Reputation: 323
I have a dataset in which four variables have the same values. Now I want to calculate the percentage shares for the values in each variable, so I can plot them in a stacked bar chart.
This is an example dataset:
climate_change air_quality water_polution trash
<chr> <chr> <chr> <chr>
1 Not a very serious probl~ A somewhat serious prob~ A somewhat serious problem A very serious problem
2 Not a very serious probl~ Not a very serious prob~ Not a very serious problem Not a very serious pr~
3 NA NA NA NA
4 NA NA NA NA
5 A very serious problem A very serious problem A very serious problem A very serious problem
6 A somewhat serious probl~ A very serious problem Not at all a serious prob~ A somewhat serious pr~
I know how to calculate the percentage shares for each variable, e.g.:
lebanon %>%
filter(!is.na(climate_change)) %>%
count(climate_change) %>%
mutate(prop = n / sum(n))
Getting:
climate_change n prop
<chr> <int> <dbl>
1 A somewhat serious problem 348 0.286
2 A very serious problem 620 0.510
3 Not a very serious problem 202 0.166
4 Not at all a serious problem 45 0.0370
What I want now is to find a solution for keeping the values listed as rows while having the variables listed as columns with n and/or prop values. What would be the most efficient way to get that?
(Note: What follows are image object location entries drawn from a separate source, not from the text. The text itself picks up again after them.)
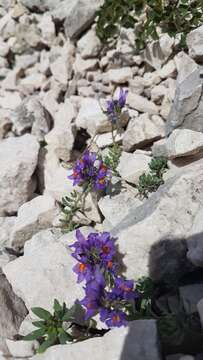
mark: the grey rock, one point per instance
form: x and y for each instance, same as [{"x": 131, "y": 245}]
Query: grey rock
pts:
[
  {"x": 195, "y": 242},
  {"x": 142, "y": 131},
  {"x": 183, "y": 142},
  {"x": 6, "y": 225},
  {"x": 157, "y": 52},
  {"x": 18, "y": 161},
  {"x": 200, "y": 310},
  {"x": 45, "y": 271},
  {"x": 195, "y": 42},
  {"x": 78, "y": 15},
  {"x": 191, "y": 295},
  {"x": 152, "y": 236},
  {"x": 33, "y": 216},
  {"x": 132, "y": 166},
  {"x": 141, "y": 104},
  {"x": 115, "y": 207},
  {"x": 41, "y": 5},
  {"x": 12, "y": 310},
  {"x": 30, "y": 115},
  {"x": 186, "y": 111},
  {"x": 118, "y": 344}
]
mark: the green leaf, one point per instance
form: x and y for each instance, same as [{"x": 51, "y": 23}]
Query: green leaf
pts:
[
  {"x": 64, "y": 337},
  {"x": 39, "y": 323},
  {"x": 41, "y": 313},
  {"x": 57, "y": 306},
  {"x": 52, "y": 340},
  {"x": 71, "y": 313},
  {"x": 34, "y": 335}
]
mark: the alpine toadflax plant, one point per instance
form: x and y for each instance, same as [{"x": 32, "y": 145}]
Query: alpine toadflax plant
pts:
[
  {"x": 90, "y": 172},
  {"x": 106, "y": 293},
  {"x": 115, "y": 106}
]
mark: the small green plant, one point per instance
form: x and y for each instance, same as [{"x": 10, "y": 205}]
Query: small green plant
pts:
[
  {"x": 69, "y": 207},
  {"x": 150, "y": 182},
  {"x": 112, "y": 159},
  {"x": 51, "y": 329},
  {"x": 172, "y": 16}
]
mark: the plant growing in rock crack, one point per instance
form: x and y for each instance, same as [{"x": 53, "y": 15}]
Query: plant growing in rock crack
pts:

I want to have something like that:
climate_change air_quality ..... .....
<chr> <dbl>
1 A somewhat serious problem 0.286 .....
2 A very serious problem 0.510 .....
3 Not a very serious problem 0.166
4 Not at all a serious problem 0.0370
I had a hard time desciribing this problem and to find a similiar question on this site. I hope I have described it well and in the case you know a similiar question, just link it here. :)
Greetings
Upvotes: 3
Views: 45
Reputation: 3876
Like this?
library(tidyverse)
df %>%
pivot_longer(1:4) %>%
filter(!is.na(value)) %>%
count(name, value) %>%
group_by(name) %>%
mutate(prop = n / sum(n)) %>%
select(-n) %>%
pivot_wider(names_from = name, values_from = prop)
# A tibble: 4 x 5
value air_quality climate_change trash water_polution
<chr> <dbl> <dbl> <dbl> <dbl>
1 A somewhat serious probl 0.25 0.25 0.25 0.25
2 A very serious problem 0.5 0.25 0.5 0.25
3 Not a very serious probl 0.25 0.5 0.25 0.25
4 Not at all a serious prob NA NA NA 0.25
Data
df <- tibble::tribble(
~climate_change, ~air_quality, ~water_polution, ~trash,
"Not a very serious probl", "A somewhat serious probl", "A somewhat serious probl", "A very serious problem",
"Not a very serious probl", "Not a very serious probl", "Not a very serious probl", "Not a very serious probl",
NA, NA, NA, NA,
NA, NA, NA, NA,
"A very serious problem", "A very serious problem", "A very serious problem", "A very serious problem",
"A somewhat serious probl", "A very serious problem", "Not at all a serious prob", "A somewhat serious probl"
)
Upvotes: 0
Reputation: 1363
You can use the pivot functions from {tidyr} to apply your solution to a long form version of the data frame, and then pivot it back to the original shape.
data <- tribble(~Q1, ~Q2, ~Q3,
'ans1', 'ans1', 'ans1',
'ans1', 'ans2', 'ans2',
'ans2', 'ans2', 'ans2',
'ans1', 'ans3', 'ans2',
'ans3', 'ans1', NA,
'ans3', 'ans3', 'ans1',
NA , 'ans2', NA,)
data %>%
pivot_longer(everything()) %>%
group_by(name) %>%
count(value) %>%
drop_na() %>% # If you omit this line, NA values will be
# counted as a separate answer.
mutate(prop = n / sum(n)) %>%
select(-n) %>%
pivot_wider(values_from = prop, values_fill = list(prop = 0))
# If there is no proportion for a given Q/A combination,
# it is because the answer has not been given to this question.
# A tibble: 3 x 4
value Q1 Q2 Q3
<chr> <dbl> <dbl> <dbl>
1 ans1 0.5 0.286 0.4
2 ans2 0.167 0.429 0.6
3 ans3 0.333 0.286 0
Upvotes: 2